Assistant General Counsel of the Office of Strategic Services
- In office December 1944 – 1945 Serving with Lawrence R. Houston
- Appointed by: James B. Donovan

Deputy General Counsel of the Strategic Services Unit
- In office 1945–1946
- Serving under: Lawrence R. Houston

Deputy General Counsel of the Central Intelligence Group
- In office 1946–1947
- Serving under: Lawrence R. Houston

1st Deputy General Counsel of the Central Intelligence Agency
- In office 1947–1973
- Serving under: Lawrence R. Houston

3rd Legislative Counsel of the Central Intelligence Agency
- In office 1957–1968
- Preceded by: Norman Paul
- Succeeded by: John Maury

2nd General Counsel of the Central Intelligence Agency
- In office 1973–1976
- Preceded by: Lawrence R. Houston
- Succeeded by: Anthony Lapham

Personal details
- Born: February 12, 1919 Washington, D.C.
- Died: April 29, 2006 (aged 87) Tucson
- Alma mater: American Institute of Banking; Southeastern University (Washington, D.C.); Columbus School of Law;

Military service
- Branch/service: United States Army Air Forces; United States Air Force;
- Rank: Major General
- Battles/wars: World War II

= John S. Warner =

American lawyer and legal architect of the CIA

John S. Warner was the first Legislative Counsel of the Central Intelligence Agency and the 2nd General Counsel of the Central Intelligence Agency (CIA), and one of the architects of intelligence law in the United States of America. Warner, working alongside Larry Houston, helped draft much of the founding documents of the CIA.

== Life ==
During World War II, Warner flew 35 combat missions in Boeing B-17 Flying Fortress bombers for the United States Army Air Forces. While on leave in Washington, D.C., Warner met James B. Donovan, who was the General Counsel of the Office of Strategic Services (OSS). Donovan recruited Warner into the OSS.

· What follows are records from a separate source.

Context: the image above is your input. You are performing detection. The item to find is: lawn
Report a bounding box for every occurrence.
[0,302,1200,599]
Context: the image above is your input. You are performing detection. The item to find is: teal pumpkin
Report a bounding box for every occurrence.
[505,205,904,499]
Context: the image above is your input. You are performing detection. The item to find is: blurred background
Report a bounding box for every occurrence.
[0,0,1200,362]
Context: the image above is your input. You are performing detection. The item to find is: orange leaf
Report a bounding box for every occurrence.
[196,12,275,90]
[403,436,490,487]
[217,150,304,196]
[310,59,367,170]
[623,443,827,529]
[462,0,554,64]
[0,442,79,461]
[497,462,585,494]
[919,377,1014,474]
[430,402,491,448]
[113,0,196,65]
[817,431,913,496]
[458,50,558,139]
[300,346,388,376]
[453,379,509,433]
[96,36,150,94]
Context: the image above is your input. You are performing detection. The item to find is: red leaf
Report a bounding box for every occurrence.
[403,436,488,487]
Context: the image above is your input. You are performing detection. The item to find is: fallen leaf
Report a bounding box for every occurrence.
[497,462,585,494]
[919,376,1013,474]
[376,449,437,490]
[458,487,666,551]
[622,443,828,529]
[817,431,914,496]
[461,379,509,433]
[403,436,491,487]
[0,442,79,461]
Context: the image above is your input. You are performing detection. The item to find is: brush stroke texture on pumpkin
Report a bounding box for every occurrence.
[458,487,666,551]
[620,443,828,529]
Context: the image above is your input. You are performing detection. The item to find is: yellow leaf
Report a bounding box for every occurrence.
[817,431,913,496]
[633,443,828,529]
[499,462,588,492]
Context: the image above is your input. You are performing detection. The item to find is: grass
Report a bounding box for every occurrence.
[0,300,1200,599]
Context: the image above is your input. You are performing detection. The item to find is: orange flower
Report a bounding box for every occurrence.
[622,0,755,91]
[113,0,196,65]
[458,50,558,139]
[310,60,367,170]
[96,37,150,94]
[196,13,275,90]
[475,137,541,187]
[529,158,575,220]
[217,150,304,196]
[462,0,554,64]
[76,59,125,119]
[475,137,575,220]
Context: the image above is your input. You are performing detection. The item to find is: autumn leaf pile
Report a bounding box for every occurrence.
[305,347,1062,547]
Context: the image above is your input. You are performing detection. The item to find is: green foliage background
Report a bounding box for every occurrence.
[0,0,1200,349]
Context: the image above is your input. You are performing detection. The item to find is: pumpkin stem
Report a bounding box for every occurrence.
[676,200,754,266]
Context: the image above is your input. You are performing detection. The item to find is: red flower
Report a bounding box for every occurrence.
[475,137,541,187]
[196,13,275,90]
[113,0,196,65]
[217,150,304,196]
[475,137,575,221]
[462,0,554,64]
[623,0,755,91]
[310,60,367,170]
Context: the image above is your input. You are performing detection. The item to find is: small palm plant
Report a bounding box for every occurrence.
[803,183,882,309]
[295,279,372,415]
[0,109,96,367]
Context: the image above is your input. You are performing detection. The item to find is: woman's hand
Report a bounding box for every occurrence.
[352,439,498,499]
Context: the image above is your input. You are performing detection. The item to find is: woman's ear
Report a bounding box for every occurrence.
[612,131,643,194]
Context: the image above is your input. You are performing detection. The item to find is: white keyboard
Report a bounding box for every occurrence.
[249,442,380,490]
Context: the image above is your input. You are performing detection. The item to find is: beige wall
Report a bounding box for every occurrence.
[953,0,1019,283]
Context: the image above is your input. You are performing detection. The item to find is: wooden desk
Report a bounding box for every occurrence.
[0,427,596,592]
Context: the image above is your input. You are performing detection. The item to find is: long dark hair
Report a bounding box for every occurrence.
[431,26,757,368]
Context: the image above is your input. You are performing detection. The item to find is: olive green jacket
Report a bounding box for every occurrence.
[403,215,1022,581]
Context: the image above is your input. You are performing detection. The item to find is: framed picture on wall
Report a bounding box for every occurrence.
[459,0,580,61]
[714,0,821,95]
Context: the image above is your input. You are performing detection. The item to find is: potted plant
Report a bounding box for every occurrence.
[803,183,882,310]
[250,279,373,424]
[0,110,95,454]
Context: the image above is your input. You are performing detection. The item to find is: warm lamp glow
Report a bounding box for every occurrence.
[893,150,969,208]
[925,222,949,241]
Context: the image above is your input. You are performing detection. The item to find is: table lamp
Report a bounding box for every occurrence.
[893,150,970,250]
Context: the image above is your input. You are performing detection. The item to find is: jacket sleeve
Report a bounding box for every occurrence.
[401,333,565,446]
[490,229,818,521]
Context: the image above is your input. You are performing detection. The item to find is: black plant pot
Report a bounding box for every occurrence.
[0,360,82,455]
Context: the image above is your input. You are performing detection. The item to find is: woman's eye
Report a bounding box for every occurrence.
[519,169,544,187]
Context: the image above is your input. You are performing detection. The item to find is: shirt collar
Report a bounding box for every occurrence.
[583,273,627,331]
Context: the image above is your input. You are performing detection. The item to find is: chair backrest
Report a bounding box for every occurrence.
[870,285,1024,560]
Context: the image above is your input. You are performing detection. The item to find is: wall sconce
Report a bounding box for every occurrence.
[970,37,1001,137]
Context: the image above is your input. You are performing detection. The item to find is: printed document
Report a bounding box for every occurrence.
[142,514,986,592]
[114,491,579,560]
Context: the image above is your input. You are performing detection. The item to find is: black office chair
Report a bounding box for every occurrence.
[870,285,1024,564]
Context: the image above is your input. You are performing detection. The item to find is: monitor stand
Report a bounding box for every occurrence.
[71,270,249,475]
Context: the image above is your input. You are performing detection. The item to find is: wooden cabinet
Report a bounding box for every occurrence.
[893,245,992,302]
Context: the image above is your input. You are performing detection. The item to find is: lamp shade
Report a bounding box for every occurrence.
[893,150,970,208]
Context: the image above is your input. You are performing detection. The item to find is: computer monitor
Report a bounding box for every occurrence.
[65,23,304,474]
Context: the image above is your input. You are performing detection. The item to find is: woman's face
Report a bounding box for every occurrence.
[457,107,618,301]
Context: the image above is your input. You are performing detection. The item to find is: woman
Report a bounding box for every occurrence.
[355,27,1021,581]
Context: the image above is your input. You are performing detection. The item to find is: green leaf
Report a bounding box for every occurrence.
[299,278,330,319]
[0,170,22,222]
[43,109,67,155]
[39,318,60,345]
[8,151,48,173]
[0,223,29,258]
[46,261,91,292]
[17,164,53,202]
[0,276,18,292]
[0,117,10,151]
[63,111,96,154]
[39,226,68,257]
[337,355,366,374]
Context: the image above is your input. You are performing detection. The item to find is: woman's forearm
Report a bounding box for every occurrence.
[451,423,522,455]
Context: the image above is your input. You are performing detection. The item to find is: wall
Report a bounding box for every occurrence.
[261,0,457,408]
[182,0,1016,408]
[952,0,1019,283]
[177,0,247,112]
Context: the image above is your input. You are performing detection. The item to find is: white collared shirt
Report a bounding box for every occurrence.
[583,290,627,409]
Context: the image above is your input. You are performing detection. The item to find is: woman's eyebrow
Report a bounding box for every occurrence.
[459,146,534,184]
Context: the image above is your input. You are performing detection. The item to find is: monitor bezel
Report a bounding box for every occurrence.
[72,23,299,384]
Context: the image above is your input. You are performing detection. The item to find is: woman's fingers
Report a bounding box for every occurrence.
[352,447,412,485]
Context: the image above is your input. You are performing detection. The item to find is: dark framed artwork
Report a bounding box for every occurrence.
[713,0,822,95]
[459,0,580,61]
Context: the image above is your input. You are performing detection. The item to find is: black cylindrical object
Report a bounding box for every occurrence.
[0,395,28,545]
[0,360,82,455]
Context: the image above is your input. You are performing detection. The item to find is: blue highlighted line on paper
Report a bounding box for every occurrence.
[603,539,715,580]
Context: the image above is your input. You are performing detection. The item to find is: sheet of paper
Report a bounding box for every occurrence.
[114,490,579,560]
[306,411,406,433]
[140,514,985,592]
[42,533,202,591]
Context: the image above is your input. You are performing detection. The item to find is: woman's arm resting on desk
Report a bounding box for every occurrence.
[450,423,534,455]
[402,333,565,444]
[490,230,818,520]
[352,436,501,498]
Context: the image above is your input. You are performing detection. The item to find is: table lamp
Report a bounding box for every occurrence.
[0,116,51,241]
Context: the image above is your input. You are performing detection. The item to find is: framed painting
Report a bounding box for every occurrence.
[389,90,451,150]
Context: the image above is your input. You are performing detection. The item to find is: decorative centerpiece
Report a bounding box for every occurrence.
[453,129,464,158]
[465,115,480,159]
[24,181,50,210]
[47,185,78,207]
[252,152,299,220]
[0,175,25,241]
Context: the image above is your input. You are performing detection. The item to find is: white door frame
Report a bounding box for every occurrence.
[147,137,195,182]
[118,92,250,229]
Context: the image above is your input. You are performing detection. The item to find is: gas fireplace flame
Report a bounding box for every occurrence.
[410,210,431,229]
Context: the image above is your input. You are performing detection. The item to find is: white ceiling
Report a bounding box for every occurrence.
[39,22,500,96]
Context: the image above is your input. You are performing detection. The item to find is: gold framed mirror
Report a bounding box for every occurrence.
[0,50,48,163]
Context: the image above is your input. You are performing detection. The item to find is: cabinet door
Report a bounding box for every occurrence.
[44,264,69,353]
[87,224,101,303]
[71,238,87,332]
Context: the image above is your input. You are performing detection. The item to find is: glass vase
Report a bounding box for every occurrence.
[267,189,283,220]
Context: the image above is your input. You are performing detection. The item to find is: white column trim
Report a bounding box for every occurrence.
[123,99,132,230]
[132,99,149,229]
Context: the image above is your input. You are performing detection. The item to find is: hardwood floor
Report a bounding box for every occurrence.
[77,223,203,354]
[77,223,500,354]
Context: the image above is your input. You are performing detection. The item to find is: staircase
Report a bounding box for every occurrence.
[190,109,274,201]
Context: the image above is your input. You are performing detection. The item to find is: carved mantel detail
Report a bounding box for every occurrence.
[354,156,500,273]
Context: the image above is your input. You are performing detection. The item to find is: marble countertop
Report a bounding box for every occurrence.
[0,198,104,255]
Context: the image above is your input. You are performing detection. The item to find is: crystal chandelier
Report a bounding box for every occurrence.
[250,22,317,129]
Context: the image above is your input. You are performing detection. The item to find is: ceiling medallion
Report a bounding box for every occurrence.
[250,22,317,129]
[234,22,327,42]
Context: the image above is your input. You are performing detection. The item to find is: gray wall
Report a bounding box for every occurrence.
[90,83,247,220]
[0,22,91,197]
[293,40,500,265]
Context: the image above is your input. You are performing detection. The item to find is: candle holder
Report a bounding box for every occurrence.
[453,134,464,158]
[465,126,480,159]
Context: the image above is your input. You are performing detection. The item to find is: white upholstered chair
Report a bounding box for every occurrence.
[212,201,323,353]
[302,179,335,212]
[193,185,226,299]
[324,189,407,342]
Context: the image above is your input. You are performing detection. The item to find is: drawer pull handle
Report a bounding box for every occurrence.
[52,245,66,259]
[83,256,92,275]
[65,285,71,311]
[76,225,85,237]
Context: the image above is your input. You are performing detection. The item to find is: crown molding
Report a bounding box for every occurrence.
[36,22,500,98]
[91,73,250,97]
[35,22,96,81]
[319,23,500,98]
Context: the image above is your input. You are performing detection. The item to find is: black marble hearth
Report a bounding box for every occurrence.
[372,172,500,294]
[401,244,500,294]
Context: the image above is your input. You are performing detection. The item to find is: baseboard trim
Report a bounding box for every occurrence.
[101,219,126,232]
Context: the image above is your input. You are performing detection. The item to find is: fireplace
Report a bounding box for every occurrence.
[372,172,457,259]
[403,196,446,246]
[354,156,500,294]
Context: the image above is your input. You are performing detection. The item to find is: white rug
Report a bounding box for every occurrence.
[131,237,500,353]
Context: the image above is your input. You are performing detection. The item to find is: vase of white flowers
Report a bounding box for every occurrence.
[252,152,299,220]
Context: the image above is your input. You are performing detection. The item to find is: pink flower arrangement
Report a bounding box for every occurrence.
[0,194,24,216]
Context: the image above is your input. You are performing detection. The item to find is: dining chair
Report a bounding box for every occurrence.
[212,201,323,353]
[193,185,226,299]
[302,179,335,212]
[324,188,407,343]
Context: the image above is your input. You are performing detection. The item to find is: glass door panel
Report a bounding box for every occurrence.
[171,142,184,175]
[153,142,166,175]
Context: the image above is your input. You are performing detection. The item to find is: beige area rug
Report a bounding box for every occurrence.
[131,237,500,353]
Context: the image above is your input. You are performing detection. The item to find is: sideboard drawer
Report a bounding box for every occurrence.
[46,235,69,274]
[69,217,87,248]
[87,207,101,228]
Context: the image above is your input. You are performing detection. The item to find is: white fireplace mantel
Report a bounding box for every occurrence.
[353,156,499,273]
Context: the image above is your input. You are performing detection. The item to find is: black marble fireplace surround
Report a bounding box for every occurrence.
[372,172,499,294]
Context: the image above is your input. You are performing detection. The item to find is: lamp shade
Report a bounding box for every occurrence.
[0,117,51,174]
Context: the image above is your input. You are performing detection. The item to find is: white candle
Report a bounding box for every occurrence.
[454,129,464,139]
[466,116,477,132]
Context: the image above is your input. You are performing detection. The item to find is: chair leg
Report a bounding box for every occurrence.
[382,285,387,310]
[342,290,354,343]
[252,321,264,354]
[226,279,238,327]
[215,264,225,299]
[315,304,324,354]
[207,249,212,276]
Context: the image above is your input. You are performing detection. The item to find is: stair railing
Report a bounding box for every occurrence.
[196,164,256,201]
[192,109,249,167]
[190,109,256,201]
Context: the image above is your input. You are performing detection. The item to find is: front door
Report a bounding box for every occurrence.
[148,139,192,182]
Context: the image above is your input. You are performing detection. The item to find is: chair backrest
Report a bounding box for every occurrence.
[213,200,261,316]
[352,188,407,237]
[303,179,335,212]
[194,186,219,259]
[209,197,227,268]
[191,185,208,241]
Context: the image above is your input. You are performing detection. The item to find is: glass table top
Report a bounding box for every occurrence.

In 1946, Warner began working with the Central Intelligence Group (CIG) as Deputy General Counsel and played a key role in drafting legislative proposals that shaped the CIA’s legal foundation, including the National Security Act of 1947 and the Central Intelligence Agency Act of 1949. These laws granted the Agency financial and operational flexibility, particularly through the use of unvouchered funds.

When the United States Air Force was created in 1947, Warner became a charter member, and held a position in the Air Force Reserve Command until 1979.

Warner served in various legal capacities within the Agency, eventually becoming CIA General Counsel from 1973 to 1976. Over his tenure, he navigated evolving oversight dynamics as congressional scrutiny of the CIA increased. He also dealt with legal challenges related to maintaining secrecy while ensuring the Agency operated within the law. His career spanned major historical events, including the Cold War and the Watergate scandal, which significantly affected public perception and governmental oversight of the CIA.